As seen in adult studies, the researchers found the S-ICD to be comparable to TV-ICD systems. Notably, the S-ICD was highly successful in converting ventricular arrhythmias to normal rhythm (demonstrating efficacy), with both systems having similar overall rates of complications (demonstrating safety). Given the potential for severe and invasive complications among TV-ICD systems, S-ICDs provide an alternative without endocarditis or lead failure risks.
S-ICDs as a first line of therapy
If patients do not require pacing, an S-ICD should be strongly considered — especially because lead failure in pediatric patients is particularly high (up to 21% of patients) with TV-ICD systems. They are less invasive, as effective as TV-ICDs, the procedures are frequently shorter and patients can return to normal activities more quickly.

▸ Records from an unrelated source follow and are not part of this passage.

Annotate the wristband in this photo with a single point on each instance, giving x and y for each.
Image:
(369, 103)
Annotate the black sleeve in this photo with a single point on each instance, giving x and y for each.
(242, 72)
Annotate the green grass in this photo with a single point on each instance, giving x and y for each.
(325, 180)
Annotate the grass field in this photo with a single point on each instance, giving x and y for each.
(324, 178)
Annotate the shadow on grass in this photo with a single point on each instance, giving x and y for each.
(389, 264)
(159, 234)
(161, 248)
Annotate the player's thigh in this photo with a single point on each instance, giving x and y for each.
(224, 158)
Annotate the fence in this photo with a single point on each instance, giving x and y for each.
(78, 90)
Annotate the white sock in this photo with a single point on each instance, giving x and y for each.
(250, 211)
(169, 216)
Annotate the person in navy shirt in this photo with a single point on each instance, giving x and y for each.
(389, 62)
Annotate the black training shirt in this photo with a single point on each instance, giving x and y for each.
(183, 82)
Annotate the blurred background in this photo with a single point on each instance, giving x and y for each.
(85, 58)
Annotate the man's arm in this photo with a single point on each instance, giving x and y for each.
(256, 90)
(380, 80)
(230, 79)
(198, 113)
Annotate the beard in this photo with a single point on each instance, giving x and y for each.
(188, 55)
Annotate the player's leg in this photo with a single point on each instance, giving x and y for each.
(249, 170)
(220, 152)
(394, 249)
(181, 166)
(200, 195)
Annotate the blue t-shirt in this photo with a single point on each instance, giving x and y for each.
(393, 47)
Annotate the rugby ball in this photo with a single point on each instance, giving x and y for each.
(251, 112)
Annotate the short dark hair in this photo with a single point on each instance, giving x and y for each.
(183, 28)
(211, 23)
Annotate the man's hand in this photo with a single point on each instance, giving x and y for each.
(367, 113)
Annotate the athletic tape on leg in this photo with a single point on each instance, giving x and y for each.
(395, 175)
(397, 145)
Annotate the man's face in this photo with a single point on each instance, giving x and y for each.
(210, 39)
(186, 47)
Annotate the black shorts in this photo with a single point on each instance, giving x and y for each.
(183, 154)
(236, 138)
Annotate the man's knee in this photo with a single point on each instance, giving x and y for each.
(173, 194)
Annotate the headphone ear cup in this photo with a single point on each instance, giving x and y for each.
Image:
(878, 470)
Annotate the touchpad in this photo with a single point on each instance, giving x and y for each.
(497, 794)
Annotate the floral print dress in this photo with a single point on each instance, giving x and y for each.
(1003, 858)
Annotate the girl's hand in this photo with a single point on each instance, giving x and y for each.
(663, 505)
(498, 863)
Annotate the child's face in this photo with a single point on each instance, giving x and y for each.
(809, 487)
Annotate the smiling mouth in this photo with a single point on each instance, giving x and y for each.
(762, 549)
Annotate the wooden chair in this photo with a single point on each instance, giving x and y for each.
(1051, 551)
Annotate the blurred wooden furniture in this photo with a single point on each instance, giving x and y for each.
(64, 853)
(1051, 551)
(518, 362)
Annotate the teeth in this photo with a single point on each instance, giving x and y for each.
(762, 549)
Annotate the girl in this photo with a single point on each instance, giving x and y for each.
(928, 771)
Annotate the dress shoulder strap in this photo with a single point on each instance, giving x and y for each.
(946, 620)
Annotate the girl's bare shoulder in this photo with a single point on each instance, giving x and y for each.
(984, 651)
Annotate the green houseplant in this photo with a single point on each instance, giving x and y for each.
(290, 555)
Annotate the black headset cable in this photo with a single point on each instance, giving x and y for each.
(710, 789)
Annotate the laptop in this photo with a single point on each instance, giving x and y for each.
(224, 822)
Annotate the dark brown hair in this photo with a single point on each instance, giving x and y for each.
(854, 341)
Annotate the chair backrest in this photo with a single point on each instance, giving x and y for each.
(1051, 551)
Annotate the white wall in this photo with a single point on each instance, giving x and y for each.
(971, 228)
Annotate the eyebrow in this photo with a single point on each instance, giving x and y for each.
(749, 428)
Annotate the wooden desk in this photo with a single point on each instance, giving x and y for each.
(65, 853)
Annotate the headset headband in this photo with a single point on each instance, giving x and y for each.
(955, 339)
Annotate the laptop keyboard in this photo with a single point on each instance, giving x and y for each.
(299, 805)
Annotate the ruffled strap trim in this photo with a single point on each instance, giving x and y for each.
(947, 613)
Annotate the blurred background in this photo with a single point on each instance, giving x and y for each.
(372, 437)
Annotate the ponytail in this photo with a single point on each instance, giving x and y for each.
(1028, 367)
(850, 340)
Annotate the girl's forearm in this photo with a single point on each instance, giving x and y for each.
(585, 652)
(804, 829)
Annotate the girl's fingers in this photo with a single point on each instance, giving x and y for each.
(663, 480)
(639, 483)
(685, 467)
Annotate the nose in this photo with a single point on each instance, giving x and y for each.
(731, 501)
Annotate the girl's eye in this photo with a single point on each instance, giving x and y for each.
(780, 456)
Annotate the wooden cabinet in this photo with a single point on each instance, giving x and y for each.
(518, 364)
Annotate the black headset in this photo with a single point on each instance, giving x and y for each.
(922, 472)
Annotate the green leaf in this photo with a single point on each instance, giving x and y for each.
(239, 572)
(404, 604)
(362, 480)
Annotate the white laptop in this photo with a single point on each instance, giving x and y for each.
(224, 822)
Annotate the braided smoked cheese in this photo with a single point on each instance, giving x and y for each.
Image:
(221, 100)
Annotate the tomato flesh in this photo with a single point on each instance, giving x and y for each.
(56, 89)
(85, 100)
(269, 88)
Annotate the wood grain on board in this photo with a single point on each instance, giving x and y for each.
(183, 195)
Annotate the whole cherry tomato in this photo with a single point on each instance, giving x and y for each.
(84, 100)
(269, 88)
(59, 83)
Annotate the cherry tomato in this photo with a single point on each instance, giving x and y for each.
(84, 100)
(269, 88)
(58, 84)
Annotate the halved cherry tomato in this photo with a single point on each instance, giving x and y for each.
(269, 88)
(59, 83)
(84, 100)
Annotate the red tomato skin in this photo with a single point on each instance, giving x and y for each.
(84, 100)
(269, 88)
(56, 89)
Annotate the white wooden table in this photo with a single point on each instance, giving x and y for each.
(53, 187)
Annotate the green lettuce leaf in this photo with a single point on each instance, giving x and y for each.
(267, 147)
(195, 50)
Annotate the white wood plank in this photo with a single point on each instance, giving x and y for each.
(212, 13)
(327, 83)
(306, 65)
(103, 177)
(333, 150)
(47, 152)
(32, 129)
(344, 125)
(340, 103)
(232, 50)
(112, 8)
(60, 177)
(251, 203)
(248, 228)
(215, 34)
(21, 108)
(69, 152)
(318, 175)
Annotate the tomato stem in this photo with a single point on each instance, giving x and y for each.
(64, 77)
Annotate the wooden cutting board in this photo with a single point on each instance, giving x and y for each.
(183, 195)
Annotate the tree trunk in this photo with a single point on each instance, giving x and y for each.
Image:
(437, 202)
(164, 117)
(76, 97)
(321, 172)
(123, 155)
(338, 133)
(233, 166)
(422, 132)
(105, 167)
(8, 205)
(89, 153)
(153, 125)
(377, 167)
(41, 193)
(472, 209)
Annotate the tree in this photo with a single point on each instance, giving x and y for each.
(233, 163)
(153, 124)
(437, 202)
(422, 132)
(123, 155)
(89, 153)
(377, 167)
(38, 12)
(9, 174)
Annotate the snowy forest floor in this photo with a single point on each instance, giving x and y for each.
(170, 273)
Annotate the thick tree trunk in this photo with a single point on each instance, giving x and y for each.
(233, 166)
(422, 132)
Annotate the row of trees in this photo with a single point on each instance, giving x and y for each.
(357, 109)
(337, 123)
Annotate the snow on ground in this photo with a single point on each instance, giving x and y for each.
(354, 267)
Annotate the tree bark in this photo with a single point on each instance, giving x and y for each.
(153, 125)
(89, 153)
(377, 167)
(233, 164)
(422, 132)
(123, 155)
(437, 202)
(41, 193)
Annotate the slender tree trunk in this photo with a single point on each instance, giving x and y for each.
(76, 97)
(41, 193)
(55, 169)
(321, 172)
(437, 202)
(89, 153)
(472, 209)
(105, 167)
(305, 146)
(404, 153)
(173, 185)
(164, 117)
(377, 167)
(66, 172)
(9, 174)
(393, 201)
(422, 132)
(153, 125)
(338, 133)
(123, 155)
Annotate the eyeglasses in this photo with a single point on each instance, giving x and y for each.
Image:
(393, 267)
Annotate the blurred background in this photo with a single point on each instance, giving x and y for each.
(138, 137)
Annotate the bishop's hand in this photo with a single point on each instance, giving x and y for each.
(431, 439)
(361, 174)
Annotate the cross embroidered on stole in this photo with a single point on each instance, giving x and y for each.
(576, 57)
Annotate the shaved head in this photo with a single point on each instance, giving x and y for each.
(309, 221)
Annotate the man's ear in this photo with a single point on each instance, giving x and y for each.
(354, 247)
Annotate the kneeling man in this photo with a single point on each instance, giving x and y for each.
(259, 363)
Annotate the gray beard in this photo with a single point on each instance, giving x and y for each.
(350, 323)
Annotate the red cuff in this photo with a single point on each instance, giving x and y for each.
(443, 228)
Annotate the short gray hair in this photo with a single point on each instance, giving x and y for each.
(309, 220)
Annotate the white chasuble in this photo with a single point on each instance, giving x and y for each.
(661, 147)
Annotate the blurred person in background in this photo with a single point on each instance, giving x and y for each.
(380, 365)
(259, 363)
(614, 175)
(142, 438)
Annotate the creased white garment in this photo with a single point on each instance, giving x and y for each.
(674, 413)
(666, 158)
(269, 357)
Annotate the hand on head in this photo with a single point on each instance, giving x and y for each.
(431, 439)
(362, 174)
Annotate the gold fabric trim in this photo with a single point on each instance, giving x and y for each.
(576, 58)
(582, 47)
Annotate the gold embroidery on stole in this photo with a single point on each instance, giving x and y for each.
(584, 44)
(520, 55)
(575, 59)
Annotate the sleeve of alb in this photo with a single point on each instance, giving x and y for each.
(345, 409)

The overall procedural risk is low with S-ICDs, and unlike TV-ICDs, there are no risks of blood vessel and heart damage or lung injury during implant. Both S-ICDs and TV-ICDs have a long-term risk of inappropriate shocks, but this can frequently be resolved by changing the sensing vector. For a number of reasons, pediatric patients have a higher risk of inappropriate shocks and S-ICDs have not decreased this. What has been significantly reduced is the risk of lead-related complications and the need to explant devices secondary to infection. By having an entirely extravascular system, possible infections can be treated conservatively and without risk of involving heart structures.
The most important consideration when evaluating patients for an S-ICD is whether they “screen-in” during eligibility testing. The novel nature of the sensing lead being located outside the heart means that some patients simply do not qualify for an S-ICD. Eligibility testing should involve several different positions and include exercise, as pediatric patients are much more active than their adult counterparts.
“S-ICDs should be considered and offered to most patients,” Dr. von Alvensleben says. “The greatest barrier is the change in workflow — from patients and provider education to the synthesis of a new dataset.
The future of S-ICDs
According to Dr. von Alvensleben, the future of S-ICD technology looks very promising — from smaller devices with improved battery life for the tiniest of patients to fine-tuned sensing algorithms that help reduce inappropriate shocks.
While T-wave oversensing (i.e., double counting the heart rate) is the most commonly reported cause of inappropriate shock in pediatric patients, there are high-pass filters designed to reduce oversensing of lower frequency signals (such as T-waves) while appropriately counting higher frequency R-waves (i.e., the peak seen in an ECG). These filters will likely improve as future studies incorporate patient-specific characteristics and exercise testing.
Most exciting will be “customized algorithms” that allow an S-ICD to register a patient’s ECG in a template library. This advancement would do away with the need for eligibility screening and further expand the applicability of S-ICDs to a broader range of pediatric patients. Additionally, the template could be updated as a patient’s ECG changes with their developing heart disease, reducing the risk of inappropriate shock.
“We are also interested in conducting a follow-up study of the original cohort from the multicenter review,” Dr. von Alvensleben says. “The research we conduct will not only help drive innovation of these devices in pediatrics but also in adult [medicine].”
Ultimately, as the underlying technology improves, so will the eligibility criteria and guidelines — expanding access to a wider range of patients.